According to the Oxford Mail, “Judge Mary Jane Mowat told the defendant the case was a difficult one to sentence, but that she had to jail him partly to reflect ‘reasonable public opinion.’” My concern is the “reasonable public opinion” reason for the sentence, not the sentence. We can break down “reasonable public opinion” into two components “public opinion” and whether that opinion is “reasonable” and consider each part separately.
Consider the following thought experiment that I have taken from Roger Crisp, Routledge Philosophy Guidebook to Mill on Utilitarianism, (Routledge, 1997), p.118:
The sheriff A town in the Wild West has been plagued by a series of violent crimes. The sheriff is confronted by a deputation led by the mayor. The deputation tells him that, unless he hangs the vagrant he has in his jail, whom the whole town believes to be the criminal,there will without doubt be a terrible riot, in which many people will almost certainly be killed or maimed. This vagrant has no friends or family. The sheriff knows he is innocent.
It seems to me clear that irrespective of “public opinion” the innocent man should not be hanged. Public opinion can be in favour of all sorts of things that might be rejected in law. For example, the public opinion could be to “hang all paedophiles” or “lock up rapists and throw away the key.” In my opinion “public opinion” should not form a component for sentencing policy.
A get out clause for hanging the innocent vagrant in Roger Crisp’s example above would be that it is not “reasonable” to do so. Hence, it could be argued, that it is not “public opinion” that can form a component for sentencing, but “reasonable public opinion.” The problem here is who decides what is reasonable?
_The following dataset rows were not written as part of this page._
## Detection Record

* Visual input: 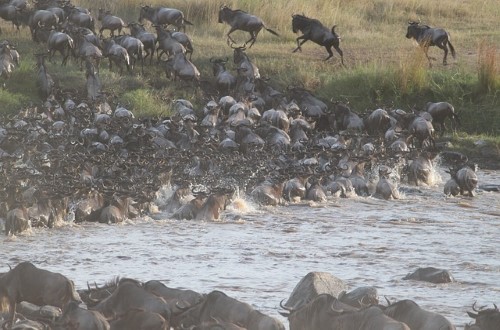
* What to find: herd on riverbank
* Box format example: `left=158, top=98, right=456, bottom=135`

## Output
left=0, top=1, right=498, bottom=234
left=0, top=262, right=500, bottom=330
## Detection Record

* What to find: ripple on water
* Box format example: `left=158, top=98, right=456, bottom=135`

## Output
left=0, top=171, right=500, bottom=326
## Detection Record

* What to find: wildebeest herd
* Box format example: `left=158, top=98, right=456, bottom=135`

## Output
left=0, top=262, right=500, bottom=330
left=0, top=0, right=484, bottom=234
left=0, top=0, right=499, bottom=330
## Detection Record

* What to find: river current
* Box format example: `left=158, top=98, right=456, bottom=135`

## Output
left=0, top=166, right=500, bottom=329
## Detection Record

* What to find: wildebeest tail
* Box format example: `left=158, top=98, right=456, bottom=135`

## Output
left=264, top=26, right=280, bottom=37
left=448, top=36, right=456, bottom=58
left=452, top=112, right=462, bottom=125
left=66, top=280, right=82, bottom=303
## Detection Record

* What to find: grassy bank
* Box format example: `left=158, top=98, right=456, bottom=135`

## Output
left=0, top=0, right=500, bottom=136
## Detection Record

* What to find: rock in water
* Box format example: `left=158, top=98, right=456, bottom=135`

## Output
left=285, top=272, right=348, bottom=309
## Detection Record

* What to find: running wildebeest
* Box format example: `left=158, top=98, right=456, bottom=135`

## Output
left=292, top=14, right=344, bottom=65
left=97, top=8, right=127, bottom=37
left=139, top=5, right=193, bottom=31
left=54, top=302, right=110, bottom=330
left=406, top=21, right=456, bottom=65
left=0, top=262, right=80, bottom=325
left=219, top=5, right=279, bottom=48
left=425, top=102, right=460, bottom=136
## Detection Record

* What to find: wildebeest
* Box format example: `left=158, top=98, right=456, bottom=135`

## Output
left=165, top=53, right=200, bottom=85
left=210, top=58, right=236, bottom=93
left=374, top=165, right=400, bottom=199
left=330, top=306, right=410, bottom=330
left=97, top=8, right=127, bottom=37
left=99, top=194, right=131, bottom=224
left=18, top=9, right=61, bottom=38
left=364, top=108, right=391, bottom=135
left=280, top=293, right=358, bottom=330
left=102, top=39, right=130, bottom=74
left=93, top=278, right=171, bottom=321
left=54, top=302, right=110, bottom=330
left=139, top=5, right=193, bottom=31
left=154, top=25, right=186, bottom=60
left=113, top=35, right=144, bottom=73
left=219, top=5, right=279, bottom=48
left=448, top=164, right=478, bottom=197
left=85, top=58, right=101, bottom=101
left=425, top=102, right=460, bottom=136
left=384, top=299, right=455, bottom=330
left=143, top=280, right=203, bottom=306
left=36, top=54, right=55, bottom=101
left=403, top=267, right=454, bottom=283
left=0, top=42, right=16, bottom=87
left=408, top=151, right=438, bottom=186
left=43, top=30, right=75, bottom=65
left=172, top=291, right=285, bottom=330
left=0, top=261, right=80, bottom=325
left=5, top=205, right=30, bottom=235
left=292, top=14, right=344, bottom=65
left=333, top=102, right=365, bottom=132
left=128, top=22, right=157, bottom=64
left=0, top=3, right=21, bottom=31
left=406, top=21, right=456, bottom=65
left=73, top=29, right=102, bottom=71
left=110, top=309, right=170, bottom=330
left=196, top=189, right=234, bottom=221
left=64, top=5, right=95, bottom=33
left=465, top=303, right=500, bottom=330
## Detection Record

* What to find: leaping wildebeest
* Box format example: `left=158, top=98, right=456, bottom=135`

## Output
left=219, top=5, right=279, bottom=48
left=406, top=21, right=456, bottom=65
left=292, top=14, right=344, bottom=65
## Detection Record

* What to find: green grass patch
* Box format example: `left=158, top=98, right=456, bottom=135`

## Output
left=118, top=89, right=171, bottom=117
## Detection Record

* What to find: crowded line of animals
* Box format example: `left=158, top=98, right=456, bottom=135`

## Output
left=0, top=0, right=477, bottom=234
left=0, top=262, right=500, bottom=330
left=0, top=0, right=494, bottom=330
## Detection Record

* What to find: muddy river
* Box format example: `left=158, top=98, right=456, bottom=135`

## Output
left=0, top=166, right=500, bottom=328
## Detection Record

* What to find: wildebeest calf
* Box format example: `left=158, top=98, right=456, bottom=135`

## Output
left=0, top=261, right=80, bottom=325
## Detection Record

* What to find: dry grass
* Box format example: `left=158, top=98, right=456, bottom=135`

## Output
left=0, top=0, right=500, bottom=132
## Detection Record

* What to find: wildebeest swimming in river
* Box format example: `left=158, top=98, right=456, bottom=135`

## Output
left=292, top=14, right=344, bottom=65
left=406, top=21, right=456, bottom=65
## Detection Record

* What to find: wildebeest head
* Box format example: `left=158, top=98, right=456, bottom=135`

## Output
left=406, top=21, right=429, bottom=39
left=467, top=303, right=500, bottom=330
left=219, top=5, right=233, bottom=23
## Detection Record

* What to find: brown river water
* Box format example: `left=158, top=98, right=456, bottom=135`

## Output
left=0, top=165, right=500, bottom=329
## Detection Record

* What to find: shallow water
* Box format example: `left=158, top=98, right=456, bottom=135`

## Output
left=0, top=171, right=500, bottom=328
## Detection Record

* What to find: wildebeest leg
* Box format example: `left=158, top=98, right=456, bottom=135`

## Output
left=227, top=28, right=236, bottom=45
left=333, top=45, right=344, bottom=65
left=292, top=35, right=309, bottom=53
left=424, top=45, right=432, bottom=67
left=436, top=44, right=448, bottom=65
left=245, top=32, right=257, bottom=48
left=324, top=46, right=333, bottom=61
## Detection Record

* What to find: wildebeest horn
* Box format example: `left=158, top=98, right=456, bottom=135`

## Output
left=280, top=299, right=294, bottom=312
left=330, top=302, right=344, bottom=313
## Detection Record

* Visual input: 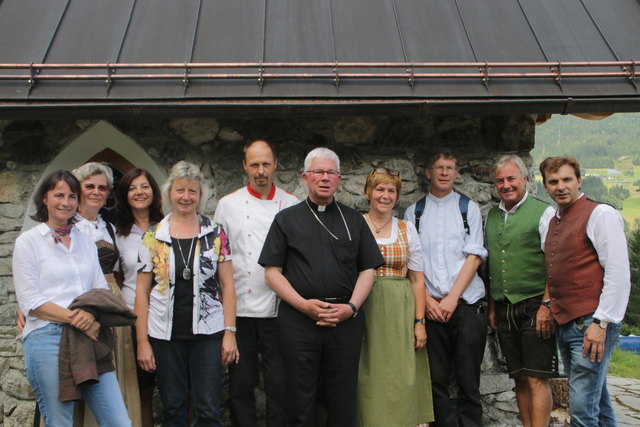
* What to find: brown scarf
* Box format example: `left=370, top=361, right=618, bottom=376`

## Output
left=47, top=224, right=73, bottom=243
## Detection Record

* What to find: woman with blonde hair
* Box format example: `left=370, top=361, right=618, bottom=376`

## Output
left=357, top=167, right=433, bottom=427
left=135, top=161, right=239, bottom=426
left=72, top=162, right=141, bottom=427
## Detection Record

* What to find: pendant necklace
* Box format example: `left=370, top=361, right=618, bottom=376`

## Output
left=178, top=237, right=196, bottom=280
left=367, top=214, right=393, bottom=233
left=305, top=200, right=351, bottom=241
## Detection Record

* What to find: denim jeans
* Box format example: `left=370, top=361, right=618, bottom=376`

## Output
left=556, top=314, right=620, bottom=427
left=150, top=336, right=222, bottom=427
left=24, top=323, right=131, bottom=427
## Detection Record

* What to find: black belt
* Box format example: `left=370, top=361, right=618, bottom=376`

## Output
left=316, top=295, right=351, bottom=304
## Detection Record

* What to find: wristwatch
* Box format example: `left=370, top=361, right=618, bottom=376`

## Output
left=347, top=302, right=358, bottom=317
left=593, top=317, right=609, bottom=329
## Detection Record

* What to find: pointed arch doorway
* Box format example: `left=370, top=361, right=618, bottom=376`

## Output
left=22, top=120, right=167, bottom=231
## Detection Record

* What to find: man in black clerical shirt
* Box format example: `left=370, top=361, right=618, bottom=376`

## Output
left=258, top=148, right=384, bottom=427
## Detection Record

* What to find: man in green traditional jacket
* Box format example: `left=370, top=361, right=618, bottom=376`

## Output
left=485, top=155, right=557, bottom=427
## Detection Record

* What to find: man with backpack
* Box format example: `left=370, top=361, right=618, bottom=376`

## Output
left=404, top=151, right=487, bottom=427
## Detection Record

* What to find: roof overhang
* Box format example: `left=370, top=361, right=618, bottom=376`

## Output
left=0, top=0, right=640, bottom=118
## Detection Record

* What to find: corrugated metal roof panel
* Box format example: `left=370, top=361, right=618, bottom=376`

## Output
left=0, top=0, right=640, bottom=112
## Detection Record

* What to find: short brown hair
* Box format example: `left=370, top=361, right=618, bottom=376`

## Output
left=31, top=170, right=82, bottom=224
left=426, top=150, right=458, bottom=169
left=540, top=156, right=580, bottom=184
left=364, top=168, right=402, bottom=202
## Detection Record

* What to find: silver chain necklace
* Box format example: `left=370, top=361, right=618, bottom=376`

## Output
left=176, top=237, right=196, bottom=280
left=305, top=199, right=351, bottom=241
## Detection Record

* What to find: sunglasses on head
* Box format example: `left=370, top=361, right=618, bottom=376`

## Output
left=373, top=168, right=400, bottom=176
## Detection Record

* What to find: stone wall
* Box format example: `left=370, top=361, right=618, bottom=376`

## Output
left=0, top=116, right=534, bottom=427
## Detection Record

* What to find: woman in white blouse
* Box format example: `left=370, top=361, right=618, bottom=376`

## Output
left=13, top=171, right=131, bottom=427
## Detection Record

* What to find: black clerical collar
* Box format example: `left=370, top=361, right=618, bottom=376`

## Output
left=307, top=197, right=336, bottom=212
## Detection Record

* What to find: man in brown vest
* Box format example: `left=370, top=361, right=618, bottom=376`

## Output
left=540, top=157, right=631, bottom=426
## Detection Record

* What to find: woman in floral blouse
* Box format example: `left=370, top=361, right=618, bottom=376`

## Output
left=135, top=161, right=239, bottom=426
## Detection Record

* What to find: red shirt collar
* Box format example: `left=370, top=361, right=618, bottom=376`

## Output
left=247, top=184, right=276, bottom=200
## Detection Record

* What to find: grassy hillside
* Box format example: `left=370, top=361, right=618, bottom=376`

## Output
left=531, top=113, right=640, bottom=168
left=531, top=114, right=640, bottom=229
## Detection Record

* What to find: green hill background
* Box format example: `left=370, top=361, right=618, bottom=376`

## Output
left=531, top=114, right=640, bottom=335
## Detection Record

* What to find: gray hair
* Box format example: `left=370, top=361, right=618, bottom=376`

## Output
left=162, top=160, right=209, bottom=213
left=491, top=154, right=529, bottom=180
left=71, top=162, right=113, bottom=190
left=304, top=147, right=340, bottom=172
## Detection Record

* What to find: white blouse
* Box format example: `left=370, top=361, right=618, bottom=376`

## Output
left=13, top=223, right=107, bottom=339
left=116, top=224, right=144, bottom=310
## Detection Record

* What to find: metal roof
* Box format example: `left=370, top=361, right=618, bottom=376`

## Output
left=0, top=0, right=640, bottom=116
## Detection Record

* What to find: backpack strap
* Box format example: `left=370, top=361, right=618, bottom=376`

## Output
left=413, top=196, right=427, bottom=234
left=414, top=194, right=471, bottom=235
left=458, top=194, right=471, bottom=235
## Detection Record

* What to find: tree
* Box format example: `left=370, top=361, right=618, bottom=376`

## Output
left=609, top=184, right=631, bottom=201
left=624, top=229, right=640, bottom=327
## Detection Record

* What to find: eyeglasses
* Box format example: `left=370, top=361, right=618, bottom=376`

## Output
left=373, top=168, right=400, bottom=176
left=304, top=169, right=340, bottom=178
left=433, top=166, right=456, bottom=173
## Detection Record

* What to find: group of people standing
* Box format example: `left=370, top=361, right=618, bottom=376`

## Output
left=13, top=140, right=630, bottom=427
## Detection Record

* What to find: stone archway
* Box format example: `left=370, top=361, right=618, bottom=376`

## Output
left=22, top=121, right=166, bottom=231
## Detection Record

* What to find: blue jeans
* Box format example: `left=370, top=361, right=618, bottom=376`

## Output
left=24, top=323, right=131, bottom=427
left=556, top=314, right=620, bottom=427
left=150, top=336, right=222, bottom=427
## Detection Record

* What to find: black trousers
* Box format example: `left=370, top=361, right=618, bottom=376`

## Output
left=278, top=302, right=364, bottom=427
left=229, top=317, right=287, bottom=427
left=150, top=334, right=222, bottom=427
left=427, top=303, right=487, bottom=427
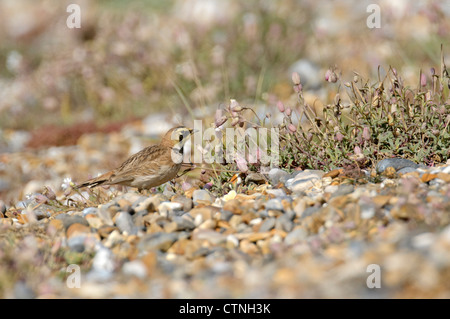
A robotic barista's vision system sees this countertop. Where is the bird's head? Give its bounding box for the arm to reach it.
[161,126,194,153]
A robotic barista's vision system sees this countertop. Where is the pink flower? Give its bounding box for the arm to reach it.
[292,72,300,85]
[288,123,297,133]
[284,107,292,116]
[420,73,427,86]
[363,126,370,141]
[334,132,344,142]
[277,101,284,113]
[236,154,248,173]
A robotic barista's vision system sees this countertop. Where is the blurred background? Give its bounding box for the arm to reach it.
[0,0,450,200]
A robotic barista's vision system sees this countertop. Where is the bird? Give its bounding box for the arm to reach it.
[77,126,194,193]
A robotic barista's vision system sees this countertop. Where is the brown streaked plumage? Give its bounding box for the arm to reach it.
[77,126,193,191]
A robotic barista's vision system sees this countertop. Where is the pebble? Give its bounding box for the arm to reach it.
[245,173,266,184]
[284,228,308,245]
[115,212,138,235]
[376,158,419,174]
[164,217,195,233]
[192,189,215,204]
[286,170,324,193]
[157,202,183,217]
[265,198,284,211]
[138,232,178,252]
[122,260,147,279]
[55,213,89,230]
[170,195,194,212]
[269,168,289,185]
[259,217,276,232]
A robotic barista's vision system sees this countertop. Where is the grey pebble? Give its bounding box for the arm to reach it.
[266,188,286,197]
[83,207,98,217]
[275,214,294,232]
[138,232,178,251]
[14,281,36,299]
[265,198,283,211]
[67,235,85,253]
[376,158,419,174]
[115,212,138,235]
[286,170,324,193]
[330,184,355,198]
[220,210,233,221]
[269,168,289,185]
[284,228,308,245]
[245,173,266,184]
[192,189,215,204]
[0,200,6,214]
[259,217,276,232]
[55,214,89,230]
[397,166,416,174]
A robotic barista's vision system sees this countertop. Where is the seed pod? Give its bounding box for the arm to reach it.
[363,126,370,141]
[292,72,300,85]
[334,132,344,142]
[284,107,292,116]
[288,123,297,133]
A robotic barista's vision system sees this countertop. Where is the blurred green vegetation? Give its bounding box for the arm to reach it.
[0,0,449,130]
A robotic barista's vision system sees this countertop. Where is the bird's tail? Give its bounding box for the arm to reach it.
[77,172,113,188]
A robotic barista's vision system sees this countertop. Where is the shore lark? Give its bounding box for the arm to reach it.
[77,126,193,192]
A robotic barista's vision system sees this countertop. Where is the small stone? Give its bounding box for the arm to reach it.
[122,260,147,279]
[134,194,168,213]
[266,188,286,197]
[286,170,323,193]
[223,199,243,215]
[157,202,183,217]
[376,158,419,174]
[331,184,355,198]
[275,214,294,232]
[382,166,396,178]
[0,200,6,214]
[220,210,234,221]
[66,223,91,238]
[85,214,103,229]
[437,172,450,183]
[284,228,308,245]
[245,173,266,184]
[97,205,114,226]
[361,204,375,219]
[323,168,344,178]
[390,203,420,220]
[223,190,237,202]
[97,225,118,238]
[88,247,116,280]
[192,189,215,204]
[115,212,138,235]
[48,219,64,231]
[83,207,97,217]
[55,214,89,230]
[117,198,132,213]
[269,168,289,185]
[397,167,416,175]
[138,232,178,251]
[164,217,195,233]
[265,198,284,211]
[420,173,437,183]
[259,217,276,232]
[192,229,227,245]
[170,194,194,212]
[226,235,239,249]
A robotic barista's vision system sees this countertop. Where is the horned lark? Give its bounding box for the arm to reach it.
[77,126,193,192]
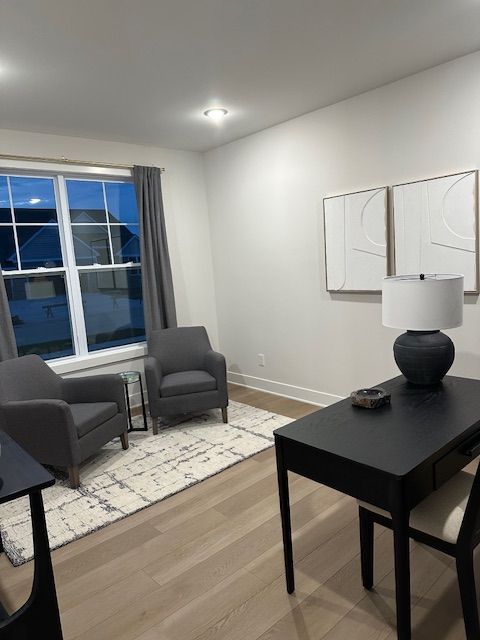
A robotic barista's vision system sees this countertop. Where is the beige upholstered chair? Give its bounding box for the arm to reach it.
[358,466,480,640]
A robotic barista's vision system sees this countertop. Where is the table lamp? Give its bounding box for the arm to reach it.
[382,273,463,386]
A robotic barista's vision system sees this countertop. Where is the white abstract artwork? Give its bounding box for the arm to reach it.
[323,187,387,292]
[393,171,478,292]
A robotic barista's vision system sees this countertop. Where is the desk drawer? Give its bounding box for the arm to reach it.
[433,433,480,489]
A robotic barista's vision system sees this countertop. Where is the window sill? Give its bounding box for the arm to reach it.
[47,342,147,374]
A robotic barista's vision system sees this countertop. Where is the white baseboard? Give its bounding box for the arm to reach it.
[227,371,343,407]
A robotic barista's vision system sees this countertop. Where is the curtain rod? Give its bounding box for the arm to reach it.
[0,153,165,173]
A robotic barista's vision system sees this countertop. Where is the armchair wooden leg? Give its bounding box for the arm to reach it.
[456,550,480,640]
[358,507,374,589]
[68,464,80,489]
[120,431,128,451]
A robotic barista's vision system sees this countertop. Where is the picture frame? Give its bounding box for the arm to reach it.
[391,170,479,294]
[323,186,390,293]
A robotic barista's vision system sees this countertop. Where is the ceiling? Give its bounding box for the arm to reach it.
[0,0,480,150]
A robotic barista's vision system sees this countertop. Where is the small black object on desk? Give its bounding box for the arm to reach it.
[0,431,63,640]
[350,387,392,409]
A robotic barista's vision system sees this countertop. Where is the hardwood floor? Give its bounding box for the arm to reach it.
[0,386,472,640]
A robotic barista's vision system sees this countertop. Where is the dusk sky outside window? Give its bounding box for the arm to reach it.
[0,175,145,360]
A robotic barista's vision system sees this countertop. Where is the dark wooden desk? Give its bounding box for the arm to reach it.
[0,431,63,640]
[275,376,480,640]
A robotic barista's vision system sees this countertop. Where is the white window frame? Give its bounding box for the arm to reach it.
[0,160,146,370]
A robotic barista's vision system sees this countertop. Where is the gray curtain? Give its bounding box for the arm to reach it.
[0,268,18,362]
[133,167,177,340]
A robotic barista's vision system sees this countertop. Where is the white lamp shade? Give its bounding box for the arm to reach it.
[382,273,463,331]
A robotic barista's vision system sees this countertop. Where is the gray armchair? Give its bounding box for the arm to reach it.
[145,327,228,433]
[0,355,128,488]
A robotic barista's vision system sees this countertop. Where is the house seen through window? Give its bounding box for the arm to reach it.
[0,175,145,360]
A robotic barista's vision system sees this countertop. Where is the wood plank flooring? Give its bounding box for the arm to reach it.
[0,385,472,640]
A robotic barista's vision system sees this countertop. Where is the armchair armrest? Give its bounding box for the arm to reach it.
[0,400,80,466]
[62,373,126,413]
[204,350,228,406]
[144,356,163,417]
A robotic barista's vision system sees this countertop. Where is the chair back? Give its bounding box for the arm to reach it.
[148,327,212,375]
[457,463,480,548]
[0,355,61,404]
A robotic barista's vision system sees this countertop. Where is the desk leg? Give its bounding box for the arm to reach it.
[275,438,295,593]
[392,510,412,640]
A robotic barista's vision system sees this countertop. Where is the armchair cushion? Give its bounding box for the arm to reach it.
[160,371,217,398]
[69,402,118,438]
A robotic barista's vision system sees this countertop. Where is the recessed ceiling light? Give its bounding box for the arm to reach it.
[203,108,228,122]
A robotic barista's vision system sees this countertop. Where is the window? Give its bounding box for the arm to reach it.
[0,175,145,360]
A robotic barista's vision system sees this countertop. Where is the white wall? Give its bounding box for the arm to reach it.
[0,130,218,402]
[206,53,480,403]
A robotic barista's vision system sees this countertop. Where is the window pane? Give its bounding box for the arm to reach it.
[67,180,107,223]
[5,274,74,360]
[110,224,140,263]
[0,176,12,223]
[0,227,18,269]
[10,177,57,222]
[72,224,111,266]
[105,182,138,223]
[80,269,145,351]
[17,225,63,269]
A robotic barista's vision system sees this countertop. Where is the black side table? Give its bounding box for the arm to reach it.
[0,431,63,640]
[120,371,148,432]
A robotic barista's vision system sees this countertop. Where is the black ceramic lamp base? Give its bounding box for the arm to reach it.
[393,331,455,387]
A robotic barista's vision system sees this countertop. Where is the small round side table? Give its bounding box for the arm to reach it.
[119,371,148,432]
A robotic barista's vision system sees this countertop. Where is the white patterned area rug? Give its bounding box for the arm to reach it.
[0,402,291,566]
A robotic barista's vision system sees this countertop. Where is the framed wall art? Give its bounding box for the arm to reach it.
[323,187,388,293]
[392,171,479,293]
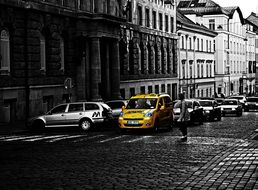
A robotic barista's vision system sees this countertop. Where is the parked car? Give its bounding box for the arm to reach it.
[119,94,173,131]
[228,95,246,108]
[199,99,221,121]
[173,99,204,124]
[29,102,112,131]
[215,98,225,106]
[220,99,243,116]
[244,96,258,111]
[105,100,128,121]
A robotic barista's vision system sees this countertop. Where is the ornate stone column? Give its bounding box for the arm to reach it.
[110,40,122,99]
[90,37,101,101]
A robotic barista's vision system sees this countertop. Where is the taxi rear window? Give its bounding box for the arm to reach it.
[126,98,157,109]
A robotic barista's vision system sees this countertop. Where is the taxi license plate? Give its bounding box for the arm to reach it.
[127,120,139,125]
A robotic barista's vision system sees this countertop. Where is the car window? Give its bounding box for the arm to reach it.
[194,102,200,107]
[164,97,172,107]
[159,98,164,107]
[222,100,238,105]
[85,103,99,110]
[174,101,193,108]
[51,105,67,114]
[247,98,258,102]
[126,98,157,109]
[68,104,83,112]
[106,102,125,109]
[200,101,213,107]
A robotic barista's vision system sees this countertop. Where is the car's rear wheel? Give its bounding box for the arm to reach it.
[79,119,92,131]
[29,120,45,131]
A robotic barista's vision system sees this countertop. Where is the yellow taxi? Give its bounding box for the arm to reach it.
[119,94,173,131]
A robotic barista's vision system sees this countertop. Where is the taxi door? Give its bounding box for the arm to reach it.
[158,97,167,127]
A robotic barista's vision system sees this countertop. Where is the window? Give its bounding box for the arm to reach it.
[155,85,159,94]
[40,34,46,71]
[159,13,163,30]
[197,38,200,51]
[189,65,193,78]
[170,17,174,33]
[201,64,203,78]
[130,88,135,97]
[138,6,142,26]
[189,38,192,50]
[0,30,10,72]
[181,36,185,49]
[161,84,166,92]
[51,105,67,114]
[152,11,157,29]
[140,86,145,94]
[206,63,209,77]
[148,86,152,93]
[85,103,99,110]
[209,19,215,30]
[145,9,150,27]
[165,15,168,32]
[68,104,83,112]
[60,36,64,70]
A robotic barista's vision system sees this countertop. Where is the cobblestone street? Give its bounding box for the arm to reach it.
[0,113,258,189]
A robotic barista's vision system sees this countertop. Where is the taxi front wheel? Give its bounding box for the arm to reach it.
[79,119,92,131]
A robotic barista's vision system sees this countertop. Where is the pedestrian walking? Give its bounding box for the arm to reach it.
[176,93,190,141]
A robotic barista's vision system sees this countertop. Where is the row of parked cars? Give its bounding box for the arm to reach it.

In the case in question, it is the judge who decides. I will ignore the separate problem of how the judge knows what the public opinion is and simply accept that she knows that public opinion is that a jail sentence is required. In order for the judge to have an opinion on whether the public opinion of a jail sentence is reasonable, it seems to me that she has to have an opinion as to whether a jail sentence is reasonable for the committed crime irrespective of public opinion. If she does not think a jail sentence is a reasonable punishment for the crime, then the criminal should not be jailed and if she thinks it is reasonable punishment then she may jail the criminal. I am not sure why public opinion need come into it. What is relevant is her own opinion.
I suppose that there is a possibility that the judge thinks that there is more than one option that is reasonable for punishment of which a jail sentence is one. In this situation, the judge can give weight to public opinion (or the judge’s view of public opinion) in sentencing. Even if this is the situation with the sentencing of the school teacher in question, I feel that it is disastrous route to take and, in some ways, an attempt at abdicating responsibility for a sentence.
The judge is present throughout the whole trial and should consider all facts and mitigating factors when sentencing. The public have not necessarily done so. They might have just seen a headline in a newspaper or heard a biased report. Public opinion of a sentence might be of interest to sociologists but when it comes to the sentence itself a judge should not allow themselves to biased by it.